In a groundbreaking advancement for marine research, scientists from the prestigious Massachusetts Institute of Technology (MIT) and the Woods Hole Oceanographic Institution (WHOI) have engineered an intelligent autonomous system designed to pinpoint the most scientifically valuable sampling locations across vast and previously unexplored oceanic territories.
Environmental scientists frequently face challenges when attempting to collect samples from "maxima" – locations of particular scientific interest within any given environment. These might include areas with the highest concentration of substances, such as chemical leakage points where the concentration remains highest and least contaminated by external variables. However, a maximum can represent any measurable parameter researchers aim to investigate, including water depth or coral reef sections most exposed to atmospheric conditions.

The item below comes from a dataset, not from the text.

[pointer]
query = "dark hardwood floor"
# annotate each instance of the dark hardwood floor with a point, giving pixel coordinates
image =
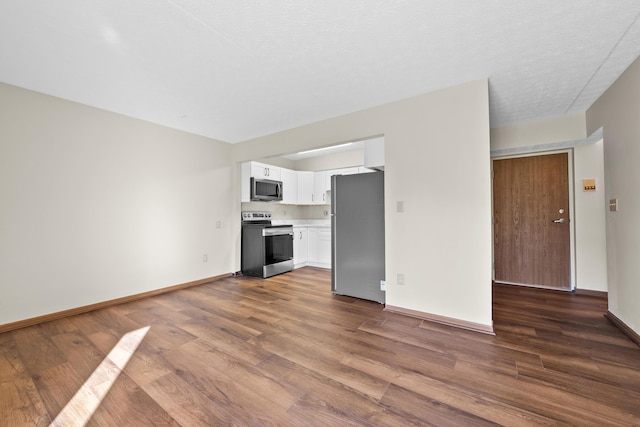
(284, 351)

Traditional approaches to deploying maximum-seeking robots have been hampered by significant efficiency and accuracy limitations. Conventional robotic systems typically employ lawnmower-like patterns to cover designated areas, a time-intensive approach that often results in numerous scientifically irrelevant samples. Alternative systems that detect and follow high-concentration trails to their source frequently encounter misleading scenarios. For instance, chemicals might accumulate in crevices distant from their actual source, causing robots to falsely identify these high-concentration areas as the origin point.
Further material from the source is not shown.